Department of Computer Science and
Institute for LAnguage, Speech and Hearing,
University of Sheffield, UK
{hamish,diana,kalina,valyt,yorick}@dcs.shef.ac.uk

Abstract

GATE, a General Architecture for Text Engineering, aims to provide a software infrastructure for researchers and developers working in NLP. GATE has now been widely available for four years. In this paper, we review the objectives which motivated the creation of GATE and the functionality and design of the current system. We describe some of the ways in which GATE has been used during this time, and examine the strengths and weaknesses of the current system, identifying areas for improvement.

1  Introduction

This paper relates experiences in projects that have used GATE (General Architecture for Text Engineering) over the four years since its initial release in 1996.

We begin in section 2 with some of the motivation behind this type of system, and then give a definition of architecture in this context (section 3). Section 4 briefly describes GATE; section 5 covers a range of projects that have used the system; and section 6 examines some additional ways in which GATE has been used. These experiences form the input to section 7, which discusses the system's strengths and weaknesses.

2  Motivation

If you're researching human language processing you should probably not be writing code to:

A Software Architecture for language processing should do all this for you. You will have to parameterise it, and sometimes deployment of your work into applications software will require some low-level fiddling for optimisation purposes, but in the main these activities should be carried out by infrastructure for the language sciences, not by each researcher in the field.
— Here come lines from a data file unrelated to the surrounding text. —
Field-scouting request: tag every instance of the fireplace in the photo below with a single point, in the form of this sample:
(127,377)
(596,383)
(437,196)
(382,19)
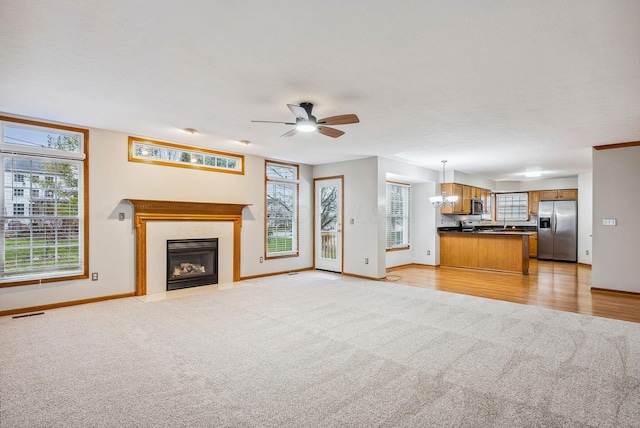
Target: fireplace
(191,263)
We can go further and say that you shouldn't have to reinvent components and resources outside of your specialism if there is already something that could do the job. A statistician doesn't need to know the details of the IEEE Floating Point computation standard; a discourse processing specialist doesn't need to understand all the ins and outs of part-of-speech tagging (or worse still how to install a particular POS tagger on a particular machine).

If you're a professional mathematician, you probably regard a tool like SPSS or Mathematica as necessary infrastructure for your work. If you're a computational linguist or a language engineer, the chances are that large parts of your work have no such infrastructural support. Where there is infrastructure, it tends to be specific to restricted areas. GATE, a General Architecture for Text Engineering [ Cunningham et al. 1997], represents an attempt to fill this gap, and is a software architecture for language processing R&D.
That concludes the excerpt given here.